Some people claim that the universe _does_ have built-in moral principles of right and wrong, usually in the form of some deity or other. Of course, supporting this claim with evidence has proved somewhat problematic.


----------



## Mindfire

Benjamin Clayborne said:


> All good and evil are relative to a set of moral principles. You can choose any set of moral principles you want; the laws of physics will not stop you. They're only concerned with the motion of waves, energy, and particles, which are on a much smaller scale than notions of right or wrong.
> 
> In practice, all existing societies have common moral principles that prohibit murder, rape, theft, etc., for one simple reason: *the societies that didn't have those principles all got out-competed by the ones that did, and went extinct.* It's evolution on the scale of civilizations.
> 
> We might all agree that _we_ think it's good not to murder/rape/steal, but again, there is nothing in the nature of the universe that prevents these things from happening. People are murdered, raped, and robbed all the time. Societies work hard to prevent these things, but they can never be wholly successful.
> 
> Some people claim that the universe _does_ have built-in moral principles of right and wrong, usually in the form of some deity or other. Of course, supporting this claim with evidence has proved somewhat problematic.

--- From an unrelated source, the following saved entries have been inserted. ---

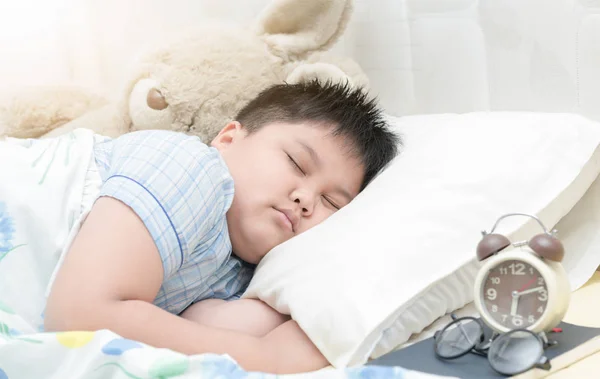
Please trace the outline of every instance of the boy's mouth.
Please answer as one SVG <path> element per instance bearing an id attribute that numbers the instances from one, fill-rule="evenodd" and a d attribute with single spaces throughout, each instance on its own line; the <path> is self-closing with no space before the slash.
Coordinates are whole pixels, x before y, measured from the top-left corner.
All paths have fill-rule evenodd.
<path id="1" fill-rule="evenodd" d="M 289 209 L 277 209 L 275 210 L 279 213 L 279 221 L 285 225 L 287 229 L 289 229 L 292 233 L 296 233 L 296 224 L 298 223 L 298 219 L 294 212 Z"/>

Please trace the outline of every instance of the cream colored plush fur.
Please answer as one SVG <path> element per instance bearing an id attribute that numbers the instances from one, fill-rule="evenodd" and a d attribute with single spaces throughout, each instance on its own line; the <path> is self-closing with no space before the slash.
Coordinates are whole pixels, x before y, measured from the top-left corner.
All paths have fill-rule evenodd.
<path id="1" fill-rule="evenodd" d="M 38 88 L 0 99 L 0 135 L 171 129 L 208 142 L 270 85 L 318 78 L 366 87 L 355 62 L 326 52 L 351 13 L 350 0 L 275 0 L 254 25 L 205 25 L 166 41 L 137 63 L 116 102 L 76 88 Z"/>

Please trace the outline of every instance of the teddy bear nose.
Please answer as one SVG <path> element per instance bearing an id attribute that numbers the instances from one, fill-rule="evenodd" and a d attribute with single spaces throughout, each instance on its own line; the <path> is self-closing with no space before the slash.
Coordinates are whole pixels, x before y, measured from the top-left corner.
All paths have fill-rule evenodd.
<path id="1" fill-rule="evenodd" d="M 151 88 L 150 91 L 148 91 L 146 102 L 150 108 L 157 111 L 162 111 L 169 106 L 167 100 L 165 100 L 165 97 L 156 88 Z"/>

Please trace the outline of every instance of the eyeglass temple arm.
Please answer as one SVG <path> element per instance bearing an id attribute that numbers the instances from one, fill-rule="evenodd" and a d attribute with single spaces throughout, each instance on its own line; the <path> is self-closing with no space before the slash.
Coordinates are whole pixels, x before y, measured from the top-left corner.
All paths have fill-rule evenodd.
<path id="1" fill-rule="evenodd" d="M 535 364 L 534 366 L 535 368 L 539 368 L 545 371 L 550 371 L 552 370 L 552 364 L 550 364 L 550 360 L 545 356 L 542 355 L 542 357 L 540 358 L 540 360 Z"/>

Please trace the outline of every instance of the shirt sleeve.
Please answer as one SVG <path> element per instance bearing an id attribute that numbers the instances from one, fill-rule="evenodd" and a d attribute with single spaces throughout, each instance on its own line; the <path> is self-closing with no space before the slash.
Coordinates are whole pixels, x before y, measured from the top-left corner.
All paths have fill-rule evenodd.
<path id="1" fill-rule="evenodd" d="M 230 297 L 228 297 L 227 299 L 225 299 L 226 301 L 234 301 L 234 300 L 239 300 L 242 298 L 242 295 L 244 294 L 244 292 L 246 291 L 246 289 L 244 288 L 243 290 L 239 290 L 238 292 L 234 293 L 233 295 L 231 295 Z"/>
<path id="2" fill-rule="evenodd" d="M 225 279 L 225 293 L 231 293 L 232 295 L 225 297 L 225 300 L 239 300 L 242 298 L 248 285 L 252 280 L 256 265 L 242 261 L 239 258 L 233 258 L 234 261 L 240 265 L 240 268 L 234 272 L 233 275 L 228 275 Z M 234 290 L 236 289 L 236 290 Z"/>
<path id="3" fill-rule="evenodd" d="M 128 133 L 111 150 L 99 196 L 120 200 L 144 222 L 166 280 L 225 217 L 233 180 L 216 149 L 182 133 Z"/>

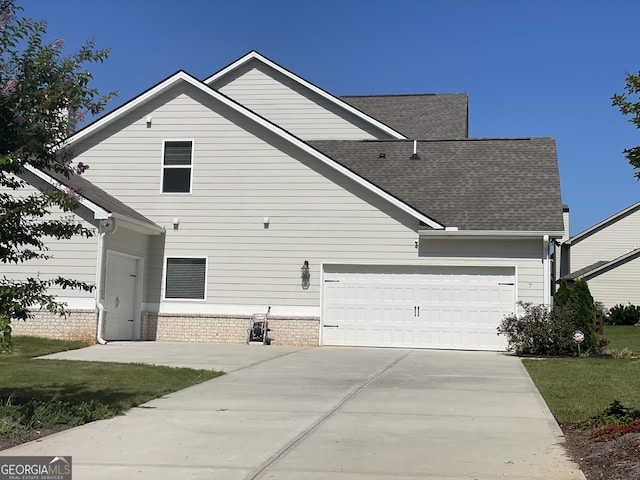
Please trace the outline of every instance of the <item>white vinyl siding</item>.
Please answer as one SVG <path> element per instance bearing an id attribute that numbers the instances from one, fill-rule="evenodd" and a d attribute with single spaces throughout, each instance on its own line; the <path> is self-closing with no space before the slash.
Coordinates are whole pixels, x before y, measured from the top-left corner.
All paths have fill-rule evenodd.
<path id="1" fill-rule="evenodd" d="M 37 190 L 29 185 L 17 191 L 7 190 L 7 193 L 16 197 L 24 197 L 36 192 Z M 43 253 L 49 255 L 51 258 L 31 260 L 18 265 L 2 264 L 0 275 L 12 280 L 26 280 L 29 277 L 36 276 L 42 280 L 50 280 L 62 276 L 94 285 L 97 264 L 97 229 L 80 217 L 68 212 L 61 212 L 57 209 L 54 209 L 48 218 L 58 219 L 66 217 L 72 217 L 73 221 L 77 221 L 82 224 L 83 227 L 91 229 L 94 236 L 90 238 L 76 236 L 69 240 L 57 240 L 45 237 L 43 240 L 45 241 L 48 251 Z M 94 295 L 93 292 L 68 288 L 62 289 L 59 287 L 52 287 L 49 289 L 49 293 L 59 295 L 62 300 L 91 299 Z M 88 303 L 88 305 L 91 305 L 91 303 Z"/>
<path id="2" fill-rule="evenodd" d="M 159 145 L 187 135 L 197 145 L 192 194 L 162 195 Z M 542 303 L 541 241 L 525 242 L 522 252 L 505 242 L 475 255 L 471 242 L 429 255 L 415 248 L 414 217 L 192 87 L 158 96 L 90 140 L 74 146 L 91 166 L 86 178 L 167 229 L 151 239 L 148 285 L 162 278 L 164 257 L 207 257 L 208 305 L 309 307 L 319 315 L 322 263 L 504 265 L 524 279 L 521 297 Z"/>
<path id="3" fill-rule="evenodd" d="M 257 61 L 248 62 L 212 87 L 303 140 L 390 138 Z"/>
<path id="4" fill-rule="evenodd" d="M 571 245 L 571 272 L 611 261 L 640 248 L 640 211 L 631 213 Z"/>
<path id="5" fill-rule="evenodd" d="M 589 291 L 605 308 L 614 305 L 640 305 L 640 258 L 587 279 Z"/>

Only problematic if you believe in scientific reductionism.


----------



## Devor

Benjamin Clayborne said:


> In practice, all existing societies have common moral principles that prohibit murder, rape, theft, etc., for one simple reason: *the societies that didn't have those principles all got out-competed by the ones that did, and went extinct.* It's evolution on the scale of civilizations.



Can I ask, what if I'm willing to kill _and then accept_ the consequences which society imposes on me?  What's to prevent me from saying, "Society says that if I kill and rape and murder, they're going to execute me.  Well, then I agree to those terms."  Is there any logical argument which can be made to explain why I should _not_ do such a thing?


----------



## Fnord

Mindfire said:


> Only problematic if you believe in scientific reductionism.



Or just science in general.  Just because something can't be explained perfectly through science now, doesn't mean a scientific explanation doesn't exist for it (and thus the automatic explanation for what can't be explained residing in the supernatural).  After all, incredulity was the defense against heliocentrism, understanding diseases and plagues, and various other things.  We certainly know better now.


----------



## Feo Takahari

Thread hop, because I can't handle eighteen pages of this: I really like the idea of a setting in which the laws of the universe enforce one moral code, but the protagonist lives by a completely different moral code. Moral relativism FTW! (I've already written one story in which an adulteress who goes to Hell is portrayed as a heroic figure. I've also considered a story in which any direct harm to another person negatively impacts one's luck, and the protagonist is a sadomasochist.)

Might as well answer Devor as well: That's how big corporations often see it, paying fines for breaking the law when those fines are smaller than the profit they'll make.


----------



## Devor

Feo Takahari said:


> Might as well answer Devor as well: That's how big corporations often see it, paying fines for breaking the law when those fines are smaller than the profit they'll make.



That's a little different - there's some degree of understanding that some regulations will be broken, in part because of how numerous they are, and how big organizations are.  That's why, for instance, regulations come with a rating.  That's also why it's not considered criminal.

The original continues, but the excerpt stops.